By December 17, 2009Music & Reviews

ToeachizownImagine there’s nothing funny about the 1980s. Block out your referential nostalgia, your tendency to make punchlines out of Cazals and keytars. Unlearn everything you know about Stock-Aitken-Waterman and gated drums and the synthesizers in “The Final Countdown”. Try to think about how the music of the era might’ve sounded to you if you were experiencing it for the first time, without any knowledge of where or when it was made.

Now you’re ready to listen to Dâm-Funk. One of Stones Throw’s recent breakthrough stars, L.A.’s Damon Riddick spent the 90s as a session keyboardist for assorted New Jack Swing and hip-hop acts (most prominently on the soundtrack to Master P’s I Got the Hook-Up), and lately has parlayed his love for music into a popular 80s boogie/funk DJ night, Funkmosphere, at the Venice Boulevard club Carbon. His recent work reflects a confluence of these two bullet points on his résumé, as he jumps from retro-novel intrigue (2008’s “Burgundy City” b/w “Galactic Fun”) to indie-crossover remix buzz (his incredible transformation of Animal Collective’s “Summertime Clothes”) to the ambitious sprawl of a five-part debut album series, intended as a mission statement for what he calls “modern funk.”

That series has been pared down to the 2xCD, 140-minute collection Toeachizown, which shares the name of the collection from which it draws. It’s your call how best to experience this stuff; each individual volume of the original Toeachizown series has its own thematic undercurrent (“Hood”, “Life”, “Sky”, etc.) and its own strengths, but this condensed aggregation pares it down to a manageable, cohesive 24-track introduction at the cost of editing down a couple of the songs. Either way, you’ve got a thorough rundown of Dâm-Funk’s repertoire this year, which, even in its pared-down form, is an absurdly prolific output– apparently it would’ve come out sooner, but the man couldn’t stop recording new tracks for it.

Anyone with a thing for g-funk should find instant geek-out recognition in this music, a garage-bound DIY love letter to the post-Worrell musical diaspora that covers everything from Roger Troutman’s eternal bounce to the cosmic jazz crossover of the Clarke/Duke Project. In between, you get slow-ride R&B jams (“One Less Day”; “I Wanna Thank You For [Steppin Into My Life]”), grooves that toy with the more prog- and fusion-influenced corners of funk (“Flying V Ride”), post-disco dance music (“Candy Dancin'”), proto-electro (“Keep Lookin’ 2 the Sky”), and just about anything else you might’ve heard on the SOLAR label 25 years ago. There are nods to the retrofitting treatment that the cream of late-70s/early-80s Moog funk underwent once DJ Quik and Dr. Dre got ahold of it; “Killdat aka Killdatmuthafu*ka” actually sounds a bit more like 1992 than 1983, all sinister chords and bop-gun percussion.

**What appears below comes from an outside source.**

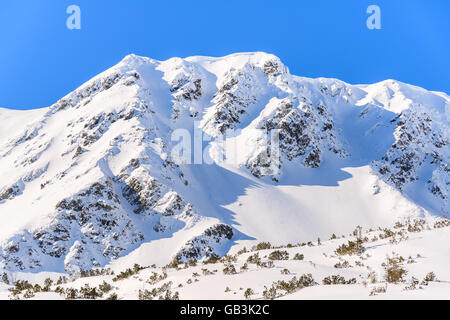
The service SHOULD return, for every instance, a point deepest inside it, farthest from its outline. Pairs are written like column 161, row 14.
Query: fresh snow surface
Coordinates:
column 421, row 249
column 90, row 182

But calling Dâm-Funk’s music straight-up throwback nostalgia only skirts what’s really appealing about it. For the first minute or so, you might dredge up some roller-rink memories, but once that groove sets in– granite-thick Moog bass coupled with drum machine breaks so propulsive their physical impetus overrides their mechanicalness– it starts transcending historical allusions and becomes all about structure and groove, about how just plain fucking great fat Roland basslines and Oberheim kick drums sound together. That’s about when you get waylaid by one of Riddick’s solos– fluttering and unpredictable, often flowing more like something that might come out of a free jazz sax or an acid rock guitar than a funk synthesizer. It’s the secret weapon that underscores how seriously he takes this stuff, the catalyst that should provoke listeners to realize this music isn’t just a fun update of a classic sound– it’s a work of real transcendence.

This isn’t a comedic tribute to talkboxes and widebrims; there’s no Snoop Dogg descending a foggy staircase through a faded VHS haze here. Toeachizown is a deep, astute collection that feels like a natural resuscitation and progression of funk as it stood just before hip hop usurped it. Much in the same way that Sharon Jones and the Dap-Kings transform from a reenactment of a circa ’66 soul revue to a distinct set of musical personalities the more you listen to them, Dâm-Funk uses all his vintage equipment as a medium to express his own voice, tucking a lot of stealthy forward progress and experimental tendencies between the notes. Chortle at that keytar all you want– he can still make it sound like the future.